Viene così a concretizzarsi l’indagine giudiziaria, partita a seguito di alcune segnalazioni di operazioni finanziarie sospette che vedevano coinvolto l’imprenditore e le numerose aziende direttamente o indirettamente allo stesso riconducibili. Secondo l’accusa l’indagato era riuscito a farsi assegnare dalla Regione Calabria un sostanzioso contributo, finanziato nell’ambito dei P.I.F. (Piani Integrati di Filiera), relativi al P.O.R. Calabria 2000-2006.

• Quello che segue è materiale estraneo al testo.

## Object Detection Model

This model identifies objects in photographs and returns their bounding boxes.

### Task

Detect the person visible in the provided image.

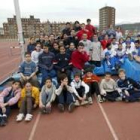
[71,42,89,73]
[80,33,91,55]
[76,23,91,41]
[83,67,103,104]
[71,73,89,106]
[27,37,35,53]
[54,46,72,80]
[62,22,71,36]
[90,35,103,67]
[38,44,56,87]
[103,43,116,70]
[73,21,81,33]
[55,74,75,112]
[100,72,122,102]
[86,19,96,40]
[39,77,56,114]
[31,43,43,65]
[19,52,39,87]
[0,80,22,126]
[16,82,39,122]
[117,69,140,102]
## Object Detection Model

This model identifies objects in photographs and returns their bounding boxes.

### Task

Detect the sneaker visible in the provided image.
[88,97,93,105]
[68,103,75,112]
[0,116,7,126]
[74,100,80,106]
[16,113,24,122]
[58,104,65,112]
[97,95,103,103]
[81,101,88,106]
[25,114,33,122]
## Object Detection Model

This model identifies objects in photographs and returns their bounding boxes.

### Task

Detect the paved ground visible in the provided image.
[0,42,140,140]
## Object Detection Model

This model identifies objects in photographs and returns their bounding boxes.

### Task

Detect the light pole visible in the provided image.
[14,0,25,61]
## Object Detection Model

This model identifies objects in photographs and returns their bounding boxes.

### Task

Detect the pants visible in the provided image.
[40,68,56,87]
[103,91,120,102]
[58,90,74,104]
[87,82,100,97]
[0,96,18,116]
[74,86,85,100]
[90,60,101,67]
[57,70,71,82]
[19,97,34,114]
[21,75,39,87]
[125,90,140,102]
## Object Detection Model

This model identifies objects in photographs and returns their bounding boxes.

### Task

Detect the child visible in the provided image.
[117,69,140,102]
[54,46,72,80]
[71,73,89,106]
[71,42,89,74]
[0,81,21,126]
[100,72,121,102]
[19,52,39,87]
[39,77,56,114]
[31,43,43,65]
[83,68,103,104]
[104,43,116,70]
[115,44,125,70]
[56,74,75,112]
[16,82,39,122]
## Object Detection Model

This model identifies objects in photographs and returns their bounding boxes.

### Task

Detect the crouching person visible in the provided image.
[56,74,75,112]
[39,78,56,114]
[117,69,140,102]
[0,81,21,126]
[71,73,89,106]
[100,72,122,102]
[16,82,39,121]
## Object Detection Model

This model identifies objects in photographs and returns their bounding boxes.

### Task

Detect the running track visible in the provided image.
[0,42,140,140]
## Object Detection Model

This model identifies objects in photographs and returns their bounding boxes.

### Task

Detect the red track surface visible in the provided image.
[0,42,140,140]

Le somme, da impiegare nell’acquisto di macchinari ed attrezzature destinate al potenziamento delle attività produttive, sarebbero state distratte per finalità estranee alle imprese, ed impiegate per fini personali come l’acquisto di beni di lusso. In realtà i mezzi aziendali erano sempre quelli, già acquistati anni prima grazie, peraltro, ad un precedente aiuto finanziario pubblico ed opportunamente riverniciati per simulare il carattere di «novità». In base alla contabilità, i macchinari e le attrezzature spesati da ultimo, sarebbero stati forniti ed installati da una società di Bisignano (CS), risultata di fatto inattiva. In realtà tale impresa era una cosiddetta «cartiera», costituita di fatto dallo stesso imprenditore tratto in arresto solo per poter emettere le fatture relative alle inesistenti operazioni di cessione dei macchinari e per riciclare i pagamenti simulati. Tuttavia, nonostante gli artifizi contabili, difficilmente poteva passare inosservato che i beni strumentali erano tutt'altro che nuovi. Per questa ragione risulta indagato anche il funzionario regionale che eseguì il collaudo e che attestò come le opere fosse state eseguite a regola d’arte e «corrispondevano a quelle approvate ed ammesse al sussidio».